Well, that is very depressing. I hope it turns out not to permanently affect your egg production. I guess time will tell.We have had no new symptoms for about a week. I think it's done it's tearing through the flock. That's the good news. The bad news is that my daughter might be out of the egg-sale business unless we completely cull and try again. We'll have to wait and see. A few days back, I only got 2 eggs, from 10 chickens. I haven't gotten that few since before I adopted the 6 from Elizabeth.
After the huge drop in egg production, I checked symptoms again. I especially researched what would cause such a dramatic drop. Infectious bronchitis was on that list, which was the first thing I suspected. The chicks that got culled ended up getting swollen faces and an odor, which is still confusing me, but all other symptoms match infectious bronchitis. All of the other chickens had no facial swelling and absolutely no odor besides regular chicken poop.
Infectious bronchitis the most contagious of all chicken diseases, and has been known to spread on the wind up to 1200 YARDS! It causes the symptoms I saw... coughing, wheezing, runny nose, bubbly eyes, sneezing. On one website, it has diagnoses photos, showing a baby chick with its beak in the air, gasping for breath. Which is exactly what I saw Dijon doing. It showed a chicken with runny eyes and nose, like Barbeque... only Barbeque was MUCH drippier.

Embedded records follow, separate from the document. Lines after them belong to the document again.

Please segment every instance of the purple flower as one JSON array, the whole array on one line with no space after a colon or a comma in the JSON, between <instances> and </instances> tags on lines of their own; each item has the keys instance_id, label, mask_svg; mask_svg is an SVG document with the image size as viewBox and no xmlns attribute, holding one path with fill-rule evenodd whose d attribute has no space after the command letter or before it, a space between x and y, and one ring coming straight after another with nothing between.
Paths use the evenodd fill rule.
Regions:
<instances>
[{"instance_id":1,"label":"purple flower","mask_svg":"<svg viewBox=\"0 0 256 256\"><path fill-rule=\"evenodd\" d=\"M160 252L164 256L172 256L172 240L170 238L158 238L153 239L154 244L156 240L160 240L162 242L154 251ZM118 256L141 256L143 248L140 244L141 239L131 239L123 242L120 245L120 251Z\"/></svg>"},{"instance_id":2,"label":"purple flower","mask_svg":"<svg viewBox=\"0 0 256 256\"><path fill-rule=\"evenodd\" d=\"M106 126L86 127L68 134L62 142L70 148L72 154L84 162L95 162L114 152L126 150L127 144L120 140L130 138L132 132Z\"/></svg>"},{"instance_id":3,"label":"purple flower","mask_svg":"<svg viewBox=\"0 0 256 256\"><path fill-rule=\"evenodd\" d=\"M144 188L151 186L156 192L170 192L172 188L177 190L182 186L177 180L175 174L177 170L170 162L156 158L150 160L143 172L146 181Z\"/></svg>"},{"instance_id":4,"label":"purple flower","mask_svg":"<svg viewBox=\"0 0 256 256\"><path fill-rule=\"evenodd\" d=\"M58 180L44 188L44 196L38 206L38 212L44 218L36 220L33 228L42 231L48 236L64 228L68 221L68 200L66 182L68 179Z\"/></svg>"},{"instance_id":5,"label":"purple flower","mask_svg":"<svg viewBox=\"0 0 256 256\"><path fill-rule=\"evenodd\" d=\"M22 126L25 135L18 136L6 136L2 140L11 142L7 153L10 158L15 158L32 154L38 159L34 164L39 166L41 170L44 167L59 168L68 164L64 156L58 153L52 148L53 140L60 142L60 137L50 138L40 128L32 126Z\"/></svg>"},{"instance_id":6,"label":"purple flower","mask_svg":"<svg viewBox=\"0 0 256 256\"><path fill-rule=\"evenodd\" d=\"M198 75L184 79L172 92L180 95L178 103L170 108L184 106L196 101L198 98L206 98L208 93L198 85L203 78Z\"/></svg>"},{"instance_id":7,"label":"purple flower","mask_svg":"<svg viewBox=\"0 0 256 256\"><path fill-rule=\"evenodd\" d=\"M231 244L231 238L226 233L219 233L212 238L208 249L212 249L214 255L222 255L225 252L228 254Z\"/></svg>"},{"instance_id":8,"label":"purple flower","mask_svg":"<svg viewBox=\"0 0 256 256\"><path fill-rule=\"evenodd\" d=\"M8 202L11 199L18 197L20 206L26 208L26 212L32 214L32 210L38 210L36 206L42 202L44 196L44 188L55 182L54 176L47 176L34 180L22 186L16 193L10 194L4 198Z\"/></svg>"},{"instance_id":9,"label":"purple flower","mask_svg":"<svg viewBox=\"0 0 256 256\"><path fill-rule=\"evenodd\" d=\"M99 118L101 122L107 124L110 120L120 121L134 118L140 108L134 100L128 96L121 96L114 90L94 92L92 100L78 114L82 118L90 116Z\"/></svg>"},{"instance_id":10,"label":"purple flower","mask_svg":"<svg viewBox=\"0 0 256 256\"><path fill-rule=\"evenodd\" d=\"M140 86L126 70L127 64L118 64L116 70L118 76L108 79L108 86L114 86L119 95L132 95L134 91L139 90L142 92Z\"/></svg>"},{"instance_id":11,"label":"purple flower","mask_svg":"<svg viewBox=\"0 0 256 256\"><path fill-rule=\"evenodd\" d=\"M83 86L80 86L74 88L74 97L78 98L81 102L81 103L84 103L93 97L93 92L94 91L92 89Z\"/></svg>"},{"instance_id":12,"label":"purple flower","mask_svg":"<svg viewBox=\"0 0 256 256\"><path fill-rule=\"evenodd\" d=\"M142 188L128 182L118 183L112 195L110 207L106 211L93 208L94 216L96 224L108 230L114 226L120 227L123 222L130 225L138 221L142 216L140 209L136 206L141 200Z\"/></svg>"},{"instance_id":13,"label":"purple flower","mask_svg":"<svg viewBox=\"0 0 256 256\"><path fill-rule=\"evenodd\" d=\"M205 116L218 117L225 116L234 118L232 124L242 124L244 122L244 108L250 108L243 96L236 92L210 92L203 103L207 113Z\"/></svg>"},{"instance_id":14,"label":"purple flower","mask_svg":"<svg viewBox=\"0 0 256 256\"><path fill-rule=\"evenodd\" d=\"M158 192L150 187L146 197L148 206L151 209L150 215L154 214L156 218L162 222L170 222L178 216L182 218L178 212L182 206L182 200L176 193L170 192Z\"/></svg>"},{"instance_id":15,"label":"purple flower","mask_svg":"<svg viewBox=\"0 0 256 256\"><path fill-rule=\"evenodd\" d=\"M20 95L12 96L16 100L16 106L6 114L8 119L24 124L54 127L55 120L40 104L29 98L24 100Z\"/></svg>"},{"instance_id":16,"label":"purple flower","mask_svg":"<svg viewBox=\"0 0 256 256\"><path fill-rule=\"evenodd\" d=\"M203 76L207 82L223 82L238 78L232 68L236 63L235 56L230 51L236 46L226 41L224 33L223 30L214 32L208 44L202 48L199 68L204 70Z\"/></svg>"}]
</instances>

Two things that disturbed me:
1) Some of the sources of information said that some birds may catch it, but you don't see any symptoms except if you stand really close, at night, when nobody is moving. Then you hear a bit of breathing trouble.
2) It can permanently affect egg production. Chickens can take 6 months to return to production after an outbreak, and even then, they may not produce quantity or quality they did before. This is especially true if they got sick at 2 weeks or younger, which is the age that my newest babies got sick.
So it's possible that every single one of my chickens has had it. Remember I heard wheezing/clicking from the little kids? They ended up having the fewest symptoms of all the groups. Of the babies, about 6 showed visible/audible symptoms. The minorca, turken, and RIR didn't show any symptoms at all. And out of my hens... only Barbeque has shown symptoms, and that one hen would not explain such a dramatic decline in eggs. Surely some others are dealing with it, as well, but showing no other signs.
So we'll wait and see. Right now, we can't sell or eat the eggs for at least another week. And I've informed Sahara's customers that she might be out of business for awhile. We still have to assess who's laying and who's not, and see if they even start up again. I have seen Barbeque on the nest quite a few times, but later in the day I'll check that nest and there will be nothing in there. I know Original and Tikka are laying, plus one of the australorps. And I think Shawarma the orp is laying. I haven't gotten a welsummer egg for days, and she was laying about 4 times a week before this. If they return to production in 6 months, then culling now won't do anything to improve productivity, since the new babies won't lay for about 6 months anyway. So we just have a bunch of pets, which are no longer miserable, but just not economical.